Innosanto Nagara, the Indonesian-born graphic artist and acclaimed author/illustrator of A Is for Activist and Counting on Community, tells his own story of facing dictatorship and oppression in My Night in the Planetarium. At the age of seven, he watched his father, a playwright, put on plays that indirectly lampooned the corrupt and violent rulers of his country in the 1970s and 1980s. Sometimes the youngster acted in the plays. The most popular of them was about the king of a fantasy land who turned out to be just as bad as the foreign king the people had just kicked out. It had a long and successful run at a huge arts center that included indoor and outdoor stages, a movie theater, and a planetarium, but on the last night, the actors got word that police were massing outside to arrest them all.
So that night everyone in my dad’s theater troupe brought their toothbrushes to the performance.
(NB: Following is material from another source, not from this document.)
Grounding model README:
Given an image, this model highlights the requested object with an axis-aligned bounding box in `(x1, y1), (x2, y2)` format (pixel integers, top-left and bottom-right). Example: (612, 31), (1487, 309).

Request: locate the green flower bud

They figured, well, you you’re going to go to jail for a long time, you may as well have your toothbrush with you so you can keep your teeth clean.
Young Innosanto and his mother could not go home either, because police were staked out there. So they spent the night after the final grand performance in the planetarium, under the stars.
There aren’t a lot of picture books that portray what it’s like for a child to live under dictatorship. The classic is Antonio Skármeta and Alfonso Ruano’s The Composition, about a boy who refuses to be tricked into writing an essay about what his parents do in their spare time. Nagara’s book is a welcome and worthy companion that belongs in every elementary school classroom. Like The Compostion, My Night in the Planetarium uses humor to portray a serious subject in a way that is understandable and appropriate for children in the early elementary grades. For both protagonists, defying those in power is a glorious adventure leading to personal growth and empowerment. At the same time, through text and illustrations these picture books reaffirm the love that family members have for each other. Ultimately, this love gives both parents and children the strength they need to survive and thrive in the most difficult of circumstances.